Certitude, la future voie ferrée sur le versant français sera truffée de tunnels, pour permettre la route le plus directe. Longue de 140 km, cette ligne nouvelle en comptera en effet 86 km creusé sous les montagnes. On en trouvera répartis sur ses deux sections. Sera d’abord construite une ligne mixte fret/TGV entre Grenay, à l’ouest de Lyon et Avressieux de l’autre côté du massif de l’Épine en Savoie, sans compter une bretelle d’accès à Chambéry. Estimation : 5 milliards d’euros (selon le chiffrage du site had hoc). La seconde section, dédiée aux seuls trains de fret, doit relier Avressieux à Saint-Jean-de-Maurienne après un plongeon sous trois massifs : Chartreuse (le plus long tube avec 25 km), Belledonne et Glandon. Estimation : 3,6 milliards d’euros (selon la même source).

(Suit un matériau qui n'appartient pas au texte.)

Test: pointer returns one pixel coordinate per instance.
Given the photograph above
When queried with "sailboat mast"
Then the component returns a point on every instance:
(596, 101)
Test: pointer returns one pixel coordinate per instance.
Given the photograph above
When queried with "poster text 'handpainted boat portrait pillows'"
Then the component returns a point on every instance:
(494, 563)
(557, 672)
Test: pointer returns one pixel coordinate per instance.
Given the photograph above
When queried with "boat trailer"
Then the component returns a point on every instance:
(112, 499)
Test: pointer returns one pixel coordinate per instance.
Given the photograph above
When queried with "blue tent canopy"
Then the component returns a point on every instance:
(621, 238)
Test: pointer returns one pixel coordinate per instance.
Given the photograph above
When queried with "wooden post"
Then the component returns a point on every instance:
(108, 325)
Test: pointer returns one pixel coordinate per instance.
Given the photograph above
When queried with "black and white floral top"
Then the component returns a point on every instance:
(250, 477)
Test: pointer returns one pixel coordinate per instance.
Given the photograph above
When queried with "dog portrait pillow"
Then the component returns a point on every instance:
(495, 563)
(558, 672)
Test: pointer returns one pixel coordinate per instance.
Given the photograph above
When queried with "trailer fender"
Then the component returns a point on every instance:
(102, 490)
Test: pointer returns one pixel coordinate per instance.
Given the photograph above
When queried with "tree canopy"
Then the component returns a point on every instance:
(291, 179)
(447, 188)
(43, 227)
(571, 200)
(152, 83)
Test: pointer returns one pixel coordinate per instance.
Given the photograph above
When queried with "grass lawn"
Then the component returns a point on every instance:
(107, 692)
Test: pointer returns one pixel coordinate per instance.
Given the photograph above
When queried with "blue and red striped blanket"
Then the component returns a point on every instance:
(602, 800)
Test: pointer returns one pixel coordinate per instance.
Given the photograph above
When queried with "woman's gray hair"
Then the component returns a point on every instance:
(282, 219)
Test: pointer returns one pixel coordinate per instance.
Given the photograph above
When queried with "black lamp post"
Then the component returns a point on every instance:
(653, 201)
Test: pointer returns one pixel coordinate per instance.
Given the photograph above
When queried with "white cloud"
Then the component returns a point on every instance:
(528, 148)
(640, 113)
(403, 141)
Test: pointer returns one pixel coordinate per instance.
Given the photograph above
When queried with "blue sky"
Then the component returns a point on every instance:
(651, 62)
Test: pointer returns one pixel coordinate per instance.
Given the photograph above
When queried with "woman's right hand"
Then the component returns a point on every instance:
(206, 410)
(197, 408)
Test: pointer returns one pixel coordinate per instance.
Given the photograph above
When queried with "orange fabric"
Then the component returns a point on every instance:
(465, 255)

Les promoteurs du Lyon-Turin rêvent de voir transiter à terme 28 millions de tonnes de fret sous les Alpes, une fois le Lyon-Turin achevé. Il faudra un miracle car le trafic marchandise par train entre la France et l’Italie a dégringolé. De 10 millions de tonnes dans les années 2000 au début de la conception du projet, il s’est effondré à moins de 5 millions de tonnes aujourd’hui. Et cela n’est pas seulement lié aux contraintes techniques spécifique au vieux tunnel du Fréjus percé au XIX éme siècle, comme le dit la Transalpine, le lobby du projet. Le fret ferroviaire connait une crise structurelle.
Cette nouvelle voie redonnera-t-elle vie au rail ? Les marchandises constituent la clé de voute du Lyon-Turin, un projet qui ne peut s’appuyer sur les seuls voyageurs en raison du faible bassin de population à Lyon et du côté de Turin et Milan.